Second nuclear deal for Larsen & Toubro
Indian nuclear component maker Larsen & Toubro (L&T) has celebrated a second link-up with a Western firm in as many weeks. The company will team with Atomic Energy of Canada Ltd (AECL) under a new memorandum.
Indian nuclear component maker Larsen & Toubro (L&T) has celebrated a second link-up with a Western firm in as many weeks. The company will team with Atomic Energy of Canada Ltd (AECL) under a new memorandum.
M V Kotwal and Hugh MacDiarmid celebrate their deal in Mumbai yesterday |
The memorandum of understanding with Atomic Energy of Canada came during a Canadian trade mission to India, in which a certain focus was placed on the nuclear industry. No firm commercial deals can yet be made between Indian and Canadian firms until the two countries have signed a nuclear cooperation agreement, but this is expected imminently. The USA, however, has signed off such an agreement with India and Westinghouse made a deal last week towards construction of modules for its AP1000 reactor.
L&T holds the American Society of Nuclear Engineers' N-Stamp, the internationally-accepted standard for makers of nuclear-grade pressure vessels and equipment.
L&T said in a statement that it had "joined hands" with AECL "to develop a competitive cost/scope model for the ACR-1000," an advanced power reactor, whose design represents a hybrid of AECL's earlier pressurized heavy-water reactors and the pressurized light-water models used very widely across the world. Advantages of the design include that its uranium fuel requires less enrichment than light-water models, and that it can be refuelled during operation avoiding the need to shut down.
The Canadian mission was led by Stockwell Day, the country's minister of international trade and the Asia-Pacific gateway, pictured here on the right with Lord Peter Mandelson, the UK's business secretary, who was leading a mission from his own country. |
"Upon completion of the indicative cost/scope model, AECL and L&T agree to begin discussions to develop nuclear power plants in India on EPC (engineering, procurement and construction) basis," said the Indian firm. The memorandum was signed by Hugh MacDiarmid, president and CEO of AECL, and M V Kotwal, senior executive vice president of L&T in Mumbai yesterday.
AECL collaborated with the Babha Atomic Research Centre to build the Rawatbhata PHWR, using the Canadian Douglas Point unit as a reference in 1964. However, outside the Nuclear non-Proliferation Treaty and with a unique relationship with the International Atomic Energy Agency (IAEA), India did not have in place sufficient safeguards to satisfy later changes to international trade rules. Subsequently Indian authorities developed their own PHWR designs and 15 of these now provide 340 MWe.

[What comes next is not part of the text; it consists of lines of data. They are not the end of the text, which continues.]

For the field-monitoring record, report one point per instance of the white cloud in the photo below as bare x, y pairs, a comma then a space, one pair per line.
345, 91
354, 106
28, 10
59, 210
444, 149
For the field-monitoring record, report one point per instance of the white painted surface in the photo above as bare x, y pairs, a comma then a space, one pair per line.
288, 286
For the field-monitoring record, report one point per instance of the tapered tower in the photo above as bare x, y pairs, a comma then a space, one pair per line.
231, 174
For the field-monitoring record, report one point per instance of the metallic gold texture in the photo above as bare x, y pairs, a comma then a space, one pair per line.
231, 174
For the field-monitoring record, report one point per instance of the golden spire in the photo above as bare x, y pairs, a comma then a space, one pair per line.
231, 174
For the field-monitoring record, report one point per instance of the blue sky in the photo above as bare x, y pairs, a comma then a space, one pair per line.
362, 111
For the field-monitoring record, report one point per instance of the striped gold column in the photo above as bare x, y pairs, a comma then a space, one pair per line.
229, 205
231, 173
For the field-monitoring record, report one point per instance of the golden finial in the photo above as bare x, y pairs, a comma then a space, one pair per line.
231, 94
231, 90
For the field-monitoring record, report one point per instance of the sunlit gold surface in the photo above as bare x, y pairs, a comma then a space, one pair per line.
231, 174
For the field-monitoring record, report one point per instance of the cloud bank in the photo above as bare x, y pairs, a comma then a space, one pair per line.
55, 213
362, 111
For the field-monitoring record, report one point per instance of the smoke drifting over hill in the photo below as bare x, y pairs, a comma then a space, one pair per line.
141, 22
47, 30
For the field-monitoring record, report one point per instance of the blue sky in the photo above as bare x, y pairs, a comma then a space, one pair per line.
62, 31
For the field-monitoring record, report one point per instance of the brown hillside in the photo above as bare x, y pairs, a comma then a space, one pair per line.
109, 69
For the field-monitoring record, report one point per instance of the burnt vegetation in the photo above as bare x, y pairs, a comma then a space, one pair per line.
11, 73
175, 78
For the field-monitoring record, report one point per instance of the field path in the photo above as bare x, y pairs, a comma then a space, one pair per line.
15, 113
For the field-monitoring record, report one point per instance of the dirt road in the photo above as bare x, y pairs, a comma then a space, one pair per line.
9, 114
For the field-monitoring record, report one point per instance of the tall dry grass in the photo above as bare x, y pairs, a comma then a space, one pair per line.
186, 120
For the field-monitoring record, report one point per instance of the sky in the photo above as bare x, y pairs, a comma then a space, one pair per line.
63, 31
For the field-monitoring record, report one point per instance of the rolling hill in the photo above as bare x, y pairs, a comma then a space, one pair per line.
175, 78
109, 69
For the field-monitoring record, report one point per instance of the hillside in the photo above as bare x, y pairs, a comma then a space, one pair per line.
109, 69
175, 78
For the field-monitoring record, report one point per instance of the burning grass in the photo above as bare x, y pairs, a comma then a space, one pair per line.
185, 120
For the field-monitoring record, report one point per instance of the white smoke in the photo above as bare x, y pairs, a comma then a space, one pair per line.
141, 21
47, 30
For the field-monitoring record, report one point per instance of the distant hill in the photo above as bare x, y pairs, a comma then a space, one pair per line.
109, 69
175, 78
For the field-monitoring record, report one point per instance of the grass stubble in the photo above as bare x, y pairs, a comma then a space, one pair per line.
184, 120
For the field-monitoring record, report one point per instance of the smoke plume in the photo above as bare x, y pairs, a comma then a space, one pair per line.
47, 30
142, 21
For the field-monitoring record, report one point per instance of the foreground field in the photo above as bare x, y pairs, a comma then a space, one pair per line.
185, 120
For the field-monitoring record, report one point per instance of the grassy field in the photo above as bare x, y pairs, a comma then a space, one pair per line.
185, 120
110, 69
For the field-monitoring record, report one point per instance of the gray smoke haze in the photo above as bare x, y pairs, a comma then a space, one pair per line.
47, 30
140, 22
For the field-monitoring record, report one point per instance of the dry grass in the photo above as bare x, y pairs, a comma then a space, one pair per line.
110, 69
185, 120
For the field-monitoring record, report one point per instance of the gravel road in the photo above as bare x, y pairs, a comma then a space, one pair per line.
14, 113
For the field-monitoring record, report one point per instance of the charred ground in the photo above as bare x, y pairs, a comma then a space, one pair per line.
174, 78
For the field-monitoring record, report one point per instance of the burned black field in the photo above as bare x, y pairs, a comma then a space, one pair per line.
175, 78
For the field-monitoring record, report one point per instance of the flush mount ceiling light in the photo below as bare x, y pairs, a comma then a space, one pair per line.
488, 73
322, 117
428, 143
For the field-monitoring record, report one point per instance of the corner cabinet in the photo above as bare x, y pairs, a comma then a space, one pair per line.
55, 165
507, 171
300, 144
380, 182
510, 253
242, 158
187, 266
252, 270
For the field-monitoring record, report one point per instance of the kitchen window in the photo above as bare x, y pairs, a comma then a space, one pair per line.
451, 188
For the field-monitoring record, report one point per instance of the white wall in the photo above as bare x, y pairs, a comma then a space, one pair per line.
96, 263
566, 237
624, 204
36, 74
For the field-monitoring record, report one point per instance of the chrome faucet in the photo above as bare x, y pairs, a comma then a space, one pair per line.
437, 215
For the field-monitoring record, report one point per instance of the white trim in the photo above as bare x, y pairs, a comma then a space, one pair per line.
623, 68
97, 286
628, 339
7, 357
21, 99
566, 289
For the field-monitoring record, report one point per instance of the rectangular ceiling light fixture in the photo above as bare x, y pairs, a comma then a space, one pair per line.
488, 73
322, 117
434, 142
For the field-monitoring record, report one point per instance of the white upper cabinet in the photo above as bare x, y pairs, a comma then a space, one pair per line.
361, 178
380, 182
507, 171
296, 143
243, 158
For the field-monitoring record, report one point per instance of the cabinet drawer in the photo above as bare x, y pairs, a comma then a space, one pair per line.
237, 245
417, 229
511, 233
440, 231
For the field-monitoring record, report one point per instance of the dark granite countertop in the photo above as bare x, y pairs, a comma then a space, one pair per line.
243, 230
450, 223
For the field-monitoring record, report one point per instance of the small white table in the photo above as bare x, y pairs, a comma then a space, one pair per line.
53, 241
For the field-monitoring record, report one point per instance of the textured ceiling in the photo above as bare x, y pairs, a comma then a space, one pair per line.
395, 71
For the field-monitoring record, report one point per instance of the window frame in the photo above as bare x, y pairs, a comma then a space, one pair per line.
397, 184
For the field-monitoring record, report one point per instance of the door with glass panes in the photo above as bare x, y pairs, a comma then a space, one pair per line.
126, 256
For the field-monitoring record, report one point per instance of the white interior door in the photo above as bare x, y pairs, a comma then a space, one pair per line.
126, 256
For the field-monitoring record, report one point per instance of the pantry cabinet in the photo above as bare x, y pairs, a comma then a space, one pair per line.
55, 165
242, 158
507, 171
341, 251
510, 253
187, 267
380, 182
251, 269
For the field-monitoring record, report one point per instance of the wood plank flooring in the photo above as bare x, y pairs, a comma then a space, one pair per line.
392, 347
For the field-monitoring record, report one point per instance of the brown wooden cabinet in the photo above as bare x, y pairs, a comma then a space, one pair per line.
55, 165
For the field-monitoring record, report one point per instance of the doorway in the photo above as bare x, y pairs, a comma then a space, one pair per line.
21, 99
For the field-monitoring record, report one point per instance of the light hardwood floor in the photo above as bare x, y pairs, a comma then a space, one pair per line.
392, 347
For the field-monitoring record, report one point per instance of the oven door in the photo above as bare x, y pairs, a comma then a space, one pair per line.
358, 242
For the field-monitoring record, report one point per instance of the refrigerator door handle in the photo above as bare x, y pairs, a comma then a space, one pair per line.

India has now put in place a special safeguards agreement with the IAEA and leading nuclear countries are one-by-one making cooperation agreements so that trade can resume. Indian planners are keen to import a range of advanced foreign equipment, with AECL looking well placed in the market due to India's experience with PHWR technology and existing skills development programs.